Change in Fair Value of Derivative Liability
During the three months ended March 31, 2017, we had a change in fair value of derivative liability of $16,028 compared to ($34,734) for the same period in 2016. The change in fair value of derivative liability in the three months ended March 31, 2017, relates to the conversion feature of a promissory note we had outstanding during this period. Since the conversion price on the promissory note is calculated based on a discount to the closing price of our common stock, as our closing price fluctuates it changes the fair value of the derivative liability.

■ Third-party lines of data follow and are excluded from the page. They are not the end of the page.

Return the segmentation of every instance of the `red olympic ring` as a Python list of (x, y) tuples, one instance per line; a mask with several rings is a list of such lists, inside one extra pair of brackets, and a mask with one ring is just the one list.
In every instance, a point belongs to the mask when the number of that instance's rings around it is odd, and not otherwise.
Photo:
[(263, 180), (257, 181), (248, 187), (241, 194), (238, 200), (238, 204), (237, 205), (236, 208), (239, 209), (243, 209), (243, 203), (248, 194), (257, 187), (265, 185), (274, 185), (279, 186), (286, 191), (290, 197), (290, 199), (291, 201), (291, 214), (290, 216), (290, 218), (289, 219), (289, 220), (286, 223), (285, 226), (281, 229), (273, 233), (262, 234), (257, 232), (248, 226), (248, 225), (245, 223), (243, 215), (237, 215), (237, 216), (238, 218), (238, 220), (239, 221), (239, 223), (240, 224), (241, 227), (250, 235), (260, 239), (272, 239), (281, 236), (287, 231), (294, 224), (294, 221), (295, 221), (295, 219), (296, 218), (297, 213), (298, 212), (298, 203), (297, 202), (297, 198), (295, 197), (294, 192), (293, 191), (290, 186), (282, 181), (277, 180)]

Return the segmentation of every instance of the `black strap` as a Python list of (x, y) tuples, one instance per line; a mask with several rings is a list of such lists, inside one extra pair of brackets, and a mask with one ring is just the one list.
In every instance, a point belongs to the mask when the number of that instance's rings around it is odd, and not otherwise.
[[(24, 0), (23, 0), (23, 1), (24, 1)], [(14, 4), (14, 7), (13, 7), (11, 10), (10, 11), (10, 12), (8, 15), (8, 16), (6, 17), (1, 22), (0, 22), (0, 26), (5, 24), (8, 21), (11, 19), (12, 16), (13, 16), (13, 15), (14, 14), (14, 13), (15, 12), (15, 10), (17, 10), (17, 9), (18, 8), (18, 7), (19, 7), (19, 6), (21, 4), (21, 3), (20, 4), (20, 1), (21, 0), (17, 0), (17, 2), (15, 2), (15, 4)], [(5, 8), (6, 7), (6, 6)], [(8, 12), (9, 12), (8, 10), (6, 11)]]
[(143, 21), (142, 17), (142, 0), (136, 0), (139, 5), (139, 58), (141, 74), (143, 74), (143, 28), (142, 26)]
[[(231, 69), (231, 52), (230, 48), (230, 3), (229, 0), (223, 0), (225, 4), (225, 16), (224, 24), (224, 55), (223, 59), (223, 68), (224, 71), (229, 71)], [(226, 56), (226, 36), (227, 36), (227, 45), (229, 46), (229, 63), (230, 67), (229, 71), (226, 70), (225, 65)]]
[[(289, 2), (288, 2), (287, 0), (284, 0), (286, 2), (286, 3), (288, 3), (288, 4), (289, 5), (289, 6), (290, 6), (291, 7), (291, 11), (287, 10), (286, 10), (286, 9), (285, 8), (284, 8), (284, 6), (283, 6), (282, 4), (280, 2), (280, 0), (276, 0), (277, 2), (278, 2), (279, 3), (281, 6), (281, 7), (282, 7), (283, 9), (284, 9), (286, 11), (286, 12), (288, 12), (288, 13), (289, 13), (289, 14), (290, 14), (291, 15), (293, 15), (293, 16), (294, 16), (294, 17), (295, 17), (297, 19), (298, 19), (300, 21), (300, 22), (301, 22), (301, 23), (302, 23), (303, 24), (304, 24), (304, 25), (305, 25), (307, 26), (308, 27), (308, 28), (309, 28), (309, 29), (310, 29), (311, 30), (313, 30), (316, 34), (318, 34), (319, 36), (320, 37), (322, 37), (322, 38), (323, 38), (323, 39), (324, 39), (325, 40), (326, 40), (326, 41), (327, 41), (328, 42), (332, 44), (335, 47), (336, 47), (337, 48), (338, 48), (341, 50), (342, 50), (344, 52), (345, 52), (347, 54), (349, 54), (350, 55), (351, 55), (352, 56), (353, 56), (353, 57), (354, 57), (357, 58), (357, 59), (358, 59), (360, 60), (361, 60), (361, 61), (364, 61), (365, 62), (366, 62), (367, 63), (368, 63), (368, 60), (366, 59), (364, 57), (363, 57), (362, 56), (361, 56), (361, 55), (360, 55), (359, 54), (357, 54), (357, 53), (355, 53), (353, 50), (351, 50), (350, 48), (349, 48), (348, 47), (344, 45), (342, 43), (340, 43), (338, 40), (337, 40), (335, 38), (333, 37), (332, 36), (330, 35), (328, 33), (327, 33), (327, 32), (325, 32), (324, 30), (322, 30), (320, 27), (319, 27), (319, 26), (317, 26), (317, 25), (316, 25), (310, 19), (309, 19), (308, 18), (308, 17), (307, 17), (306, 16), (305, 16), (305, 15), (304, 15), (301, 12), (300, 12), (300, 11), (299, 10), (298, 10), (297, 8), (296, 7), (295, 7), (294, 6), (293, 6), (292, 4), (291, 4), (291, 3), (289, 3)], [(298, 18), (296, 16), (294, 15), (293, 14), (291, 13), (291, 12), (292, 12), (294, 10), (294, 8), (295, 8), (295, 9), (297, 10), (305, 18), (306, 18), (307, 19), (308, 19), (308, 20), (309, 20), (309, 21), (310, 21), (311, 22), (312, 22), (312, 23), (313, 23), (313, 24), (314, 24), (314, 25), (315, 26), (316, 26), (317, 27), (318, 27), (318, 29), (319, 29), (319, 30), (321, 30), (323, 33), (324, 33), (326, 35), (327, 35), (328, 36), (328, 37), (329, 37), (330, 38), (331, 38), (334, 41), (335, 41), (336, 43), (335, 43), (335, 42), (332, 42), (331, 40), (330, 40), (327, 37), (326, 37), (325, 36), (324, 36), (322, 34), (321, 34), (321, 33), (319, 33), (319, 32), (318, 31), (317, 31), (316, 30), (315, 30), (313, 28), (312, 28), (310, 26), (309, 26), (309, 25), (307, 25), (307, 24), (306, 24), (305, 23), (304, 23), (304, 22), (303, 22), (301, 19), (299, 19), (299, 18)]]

Liquidity and Capital Resources for Three Months Ended March 31, 2017 Compared to Three Months Ended March 31, 2016
Introduction
During the three months ended March 31, 2017 and 2016, because of our operating losses, we did not generate positive operating cash flows. Our cash on hand as of March 31, 2017 was $139,033 and our cash used in operations is approximately $13,000 per month. As a result, we have short term cash needs. These needs are being satisfied through proceeds from the sales of our securities and loans from both related parties and third parties. We currently do not believe we will be able to satisfy our cash needs from our revenues for some time.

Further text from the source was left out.